12 Eylül darbesinin silindir gibi geçtiği kuşağın yetiştirdiği çocuklar bunlar.
Onları öğretmenleriyle birlikte farklı yetiştirdik.
Bizim kuşağa kadar hoyratça kullanılan doğa bilincini aşılamaya çalıştık. İlk öğrettiğimiz şarkılar da hep doğa üzerine oldu.
Tohumlar
fidana/Fidanlar ağaca/Ağaçlar ormana/Dönmeli yurdumda/Yuvadır kuşlara/Örtüdür
toprağa /Can verir doğaya/Ormanlar yurdumda/Bir tek dal kırmadan/Ormansız
kalmadan/Her insan bir fidan/Dikmeli yurdumda.
Şarkısıyla büyüttüğümüz yeni nesil, en küçük bir çöpü bile
dışarıya atmamıza aşırı tepki gösterdiler.
Onlardan beklentilerimizin çok çok üzerinde, belki aktif olarak çevre eylemlerine katılmasalar bile birer çevre gönüllüsü olup çıktılar.
Bir ağacın kesilmesi bir yana bir dalının koparılmasına bile içleri yandı.

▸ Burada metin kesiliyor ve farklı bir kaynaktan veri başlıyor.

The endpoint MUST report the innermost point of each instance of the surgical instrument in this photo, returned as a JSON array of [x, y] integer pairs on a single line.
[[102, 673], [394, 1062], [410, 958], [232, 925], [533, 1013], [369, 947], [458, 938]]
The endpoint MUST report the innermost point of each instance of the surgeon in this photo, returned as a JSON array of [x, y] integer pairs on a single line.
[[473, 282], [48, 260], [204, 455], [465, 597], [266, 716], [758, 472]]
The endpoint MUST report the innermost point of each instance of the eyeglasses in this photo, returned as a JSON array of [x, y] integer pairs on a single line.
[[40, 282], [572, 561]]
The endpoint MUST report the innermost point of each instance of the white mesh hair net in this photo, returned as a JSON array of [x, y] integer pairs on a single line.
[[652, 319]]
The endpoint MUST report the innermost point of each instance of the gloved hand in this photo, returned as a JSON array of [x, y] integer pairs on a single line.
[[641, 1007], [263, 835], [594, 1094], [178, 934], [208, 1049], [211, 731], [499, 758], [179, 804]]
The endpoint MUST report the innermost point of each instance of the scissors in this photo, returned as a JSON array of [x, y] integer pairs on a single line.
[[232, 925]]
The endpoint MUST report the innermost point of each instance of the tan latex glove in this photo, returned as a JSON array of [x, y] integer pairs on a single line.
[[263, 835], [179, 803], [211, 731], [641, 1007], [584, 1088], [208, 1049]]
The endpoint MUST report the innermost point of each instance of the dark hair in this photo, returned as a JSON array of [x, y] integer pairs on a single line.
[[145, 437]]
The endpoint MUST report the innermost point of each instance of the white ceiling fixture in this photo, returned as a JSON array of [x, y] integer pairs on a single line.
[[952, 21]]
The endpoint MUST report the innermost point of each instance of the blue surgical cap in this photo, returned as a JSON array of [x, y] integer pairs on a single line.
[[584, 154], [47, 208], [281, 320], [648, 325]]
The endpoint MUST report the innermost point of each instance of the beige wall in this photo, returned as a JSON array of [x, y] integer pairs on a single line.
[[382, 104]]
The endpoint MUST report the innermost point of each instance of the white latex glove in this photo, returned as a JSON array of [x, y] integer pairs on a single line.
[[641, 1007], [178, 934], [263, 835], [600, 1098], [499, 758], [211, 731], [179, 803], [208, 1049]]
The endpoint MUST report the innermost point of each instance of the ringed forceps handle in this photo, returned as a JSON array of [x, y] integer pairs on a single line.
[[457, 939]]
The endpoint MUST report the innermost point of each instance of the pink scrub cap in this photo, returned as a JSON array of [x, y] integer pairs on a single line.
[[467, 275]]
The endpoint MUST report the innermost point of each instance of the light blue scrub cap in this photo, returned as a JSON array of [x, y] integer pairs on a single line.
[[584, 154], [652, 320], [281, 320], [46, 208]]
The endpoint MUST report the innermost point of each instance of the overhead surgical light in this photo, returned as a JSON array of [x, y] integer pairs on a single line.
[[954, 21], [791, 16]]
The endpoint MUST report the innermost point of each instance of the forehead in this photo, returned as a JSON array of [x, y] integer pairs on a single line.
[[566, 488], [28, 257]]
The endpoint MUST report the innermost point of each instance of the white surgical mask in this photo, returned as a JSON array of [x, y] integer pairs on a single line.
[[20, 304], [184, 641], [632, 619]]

Sonra bunu çok iyi kullandıkları sosyal medya üzerine taşımaya başladılar.
Doğa sevgisi ağaçlarla da sınırlı değildi. Doğanın tüm güzelliklerini seviyorlardı.
Sosyal medyada kedi videolarının bu kadar yaygın hale gelmesini de onlar sağladılar. Kutup ayıları için yürütülen kampanyalara bile katıldılar, Hasankeyf için hayranı oldukları Tarkan ile birlikte üzüldüler.
Onların doğdukları yıllarda bizler, Körfez Savaşı’nda petrole bulanmış karabataklar yerine Orta Doğu haritalarını tartışırken, onlar bugün hem Büyük Orta Doğu Projesi’ne eleştiriler getirirken, aynı zamanda çevre felaketlerine de karşı durdular.
Hep doğayla buluşma özlemi içindeki gençlerin, betonlaşmış şehirlerdeki bir avuç yeşili koruma ve sahiplenme duygunu analiz etmemize gerek yok. Çünkü doğayı koruma artık onların temel içgüdüsü. En önemlisi de kendine güvenle birlikte oluşan özgürlük duyguları.
O yüzden hepsi birden koştu gezi parkına, tüm siyasi yelpazeden, ayrı renklere gönül vermiş takım taraftarlarına kadar.
Çünkü onları çağıran temel içgüdüleriydi.